GameStop (GME), the leader in used game sales, believes that the Xbox used game market is here to stay. President Tony Bartel told Forbes that, “we will continue to work with Microsoft and publishers to maintain a seamless transfer pre-owned games, and enable a smooth transition to this exciting new generation of consoles.” Bartel also thinks GameStop could facilitate the transfer of Xbox One’s digital titles through GameStop DLC kiosks or its PowerUp Rewards program.

Meanwhile, Sony announced on Monday that it would not impose any restrictions on used games. Sony naturally aims to maximize its share of the gaming market and the PS4’s lenient DRM policy is an excellent tactic to attract larger demographic of gamers. The news also assured that GameStop would remain relevant in the gaming industry for years to come. In response, GameStop shares spiked 7.80 percent on Tuesday to $37.72.

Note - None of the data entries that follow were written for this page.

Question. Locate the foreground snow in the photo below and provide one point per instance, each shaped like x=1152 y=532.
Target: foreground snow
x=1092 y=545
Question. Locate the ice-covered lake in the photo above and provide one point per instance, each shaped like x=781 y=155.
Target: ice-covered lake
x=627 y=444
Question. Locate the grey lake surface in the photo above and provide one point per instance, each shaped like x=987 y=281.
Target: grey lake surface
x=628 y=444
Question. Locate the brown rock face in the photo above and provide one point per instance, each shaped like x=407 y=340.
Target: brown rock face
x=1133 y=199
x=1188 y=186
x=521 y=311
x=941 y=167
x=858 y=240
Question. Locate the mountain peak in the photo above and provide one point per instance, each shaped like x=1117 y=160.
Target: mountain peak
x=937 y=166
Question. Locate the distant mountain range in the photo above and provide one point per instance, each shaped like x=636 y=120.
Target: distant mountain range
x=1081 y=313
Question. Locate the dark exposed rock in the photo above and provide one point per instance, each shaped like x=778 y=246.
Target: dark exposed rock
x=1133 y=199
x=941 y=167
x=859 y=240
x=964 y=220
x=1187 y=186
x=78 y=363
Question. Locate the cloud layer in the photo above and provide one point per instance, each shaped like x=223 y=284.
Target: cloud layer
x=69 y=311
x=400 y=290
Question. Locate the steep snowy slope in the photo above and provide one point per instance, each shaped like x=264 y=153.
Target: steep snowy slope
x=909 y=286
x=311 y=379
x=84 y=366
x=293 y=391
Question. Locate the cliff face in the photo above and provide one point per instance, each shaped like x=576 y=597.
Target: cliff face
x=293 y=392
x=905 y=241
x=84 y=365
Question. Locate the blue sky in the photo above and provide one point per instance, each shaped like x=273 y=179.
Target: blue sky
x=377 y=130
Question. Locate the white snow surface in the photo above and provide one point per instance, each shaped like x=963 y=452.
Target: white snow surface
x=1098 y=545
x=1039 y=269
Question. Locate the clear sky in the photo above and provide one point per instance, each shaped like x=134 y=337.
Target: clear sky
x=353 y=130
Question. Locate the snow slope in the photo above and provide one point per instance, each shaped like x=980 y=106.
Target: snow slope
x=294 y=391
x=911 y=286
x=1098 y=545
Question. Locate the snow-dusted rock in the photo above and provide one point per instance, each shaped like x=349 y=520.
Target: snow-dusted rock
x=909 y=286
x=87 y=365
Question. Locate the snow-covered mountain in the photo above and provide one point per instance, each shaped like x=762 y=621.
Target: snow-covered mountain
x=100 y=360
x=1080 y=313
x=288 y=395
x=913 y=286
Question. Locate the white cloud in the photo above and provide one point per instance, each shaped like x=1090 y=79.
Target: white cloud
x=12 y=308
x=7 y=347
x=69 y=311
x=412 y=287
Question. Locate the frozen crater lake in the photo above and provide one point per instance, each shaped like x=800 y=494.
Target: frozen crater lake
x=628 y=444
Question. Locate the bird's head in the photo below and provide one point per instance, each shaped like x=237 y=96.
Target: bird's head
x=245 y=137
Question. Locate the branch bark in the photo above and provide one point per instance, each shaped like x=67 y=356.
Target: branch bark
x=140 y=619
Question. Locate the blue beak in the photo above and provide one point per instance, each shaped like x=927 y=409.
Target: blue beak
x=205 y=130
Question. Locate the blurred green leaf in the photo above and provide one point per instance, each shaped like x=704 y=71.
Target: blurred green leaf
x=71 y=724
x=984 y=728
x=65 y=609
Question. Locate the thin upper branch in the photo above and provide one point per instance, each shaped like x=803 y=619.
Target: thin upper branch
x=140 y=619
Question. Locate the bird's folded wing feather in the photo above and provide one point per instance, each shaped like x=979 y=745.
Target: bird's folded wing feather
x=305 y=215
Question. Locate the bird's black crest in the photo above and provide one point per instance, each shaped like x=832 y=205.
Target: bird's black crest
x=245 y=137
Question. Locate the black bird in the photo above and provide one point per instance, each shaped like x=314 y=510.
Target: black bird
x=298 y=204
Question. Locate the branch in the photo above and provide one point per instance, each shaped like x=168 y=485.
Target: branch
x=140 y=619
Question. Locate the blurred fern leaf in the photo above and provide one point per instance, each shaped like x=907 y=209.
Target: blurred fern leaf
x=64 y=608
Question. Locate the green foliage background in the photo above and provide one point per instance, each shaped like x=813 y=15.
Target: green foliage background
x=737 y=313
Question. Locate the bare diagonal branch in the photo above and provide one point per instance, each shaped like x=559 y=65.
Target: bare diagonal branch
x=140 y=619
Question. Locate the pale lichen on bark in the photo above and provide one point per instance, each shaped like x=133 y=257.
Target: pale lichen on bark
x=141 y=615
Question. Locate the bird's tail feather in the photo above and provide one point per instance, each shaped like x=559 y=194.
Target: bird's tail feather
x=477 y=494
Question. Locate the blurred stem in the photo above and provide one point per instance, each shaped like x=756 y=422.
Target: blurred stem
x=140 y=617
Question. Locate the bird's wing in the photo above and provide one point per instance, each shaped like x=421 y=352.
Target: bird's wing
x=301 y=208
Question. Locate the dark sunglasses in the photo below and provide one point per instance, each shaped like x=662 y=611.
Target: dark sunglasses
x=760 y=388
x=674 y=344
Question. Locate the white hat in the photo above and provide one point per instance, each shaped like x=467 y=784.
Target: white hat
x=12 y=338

In terms of new games, Microsoft and Sony will allow gamers to purchase a physical disc or download the digital copy on the day of release. Many users will opt for the latter to avoid the inconvenience and physical depreciation of owning disc. As a result, new game sellers like GameStop, Best Buy (BBY), and Amazon (AMZN) could some market share to Microsoft and Sony.

While Microsoft’s DRM policies still remain somewhat unclear, we do know for certain that both consoles will serve as complete home entertainment systems. Gamers are expecting fully capable Internet browsers, cable/satellite TV integration, revolutionary video chat, voice commands, and Blu-Ray on both consoles, among many other features.

The Xbox One’s imminent release is also sparking talk that Microsoft could spin off its gaming business. Despite the Xbox 360’s raging popularity, its profit margins are slim, sometimes even negative. The Xbox One gives Microsoft a “cool” factor, but a break-up makes financial sense for shareholders. With expectations and excitement mounting for its new console, now could be a good time.

So which one will be more successful? Based on sales, gamers marginally preferred the Xbox 360 to the PS3. However, Sony could steal some market share from Microsoft because of its lenient DRM policy and cheaper price; the Xbox One will cost $499 while the PS4 will cost $399.

Microsoft shares are currently trading just a few percentage points south of multi-year highs at $34.84. Meanwhile, Sony shares reacted positively to PS4 pricing and DRM policy news, rising 0.94 percent on Tuesday. Shares currently trade at $20.30, up 58 percent over the last twelve months.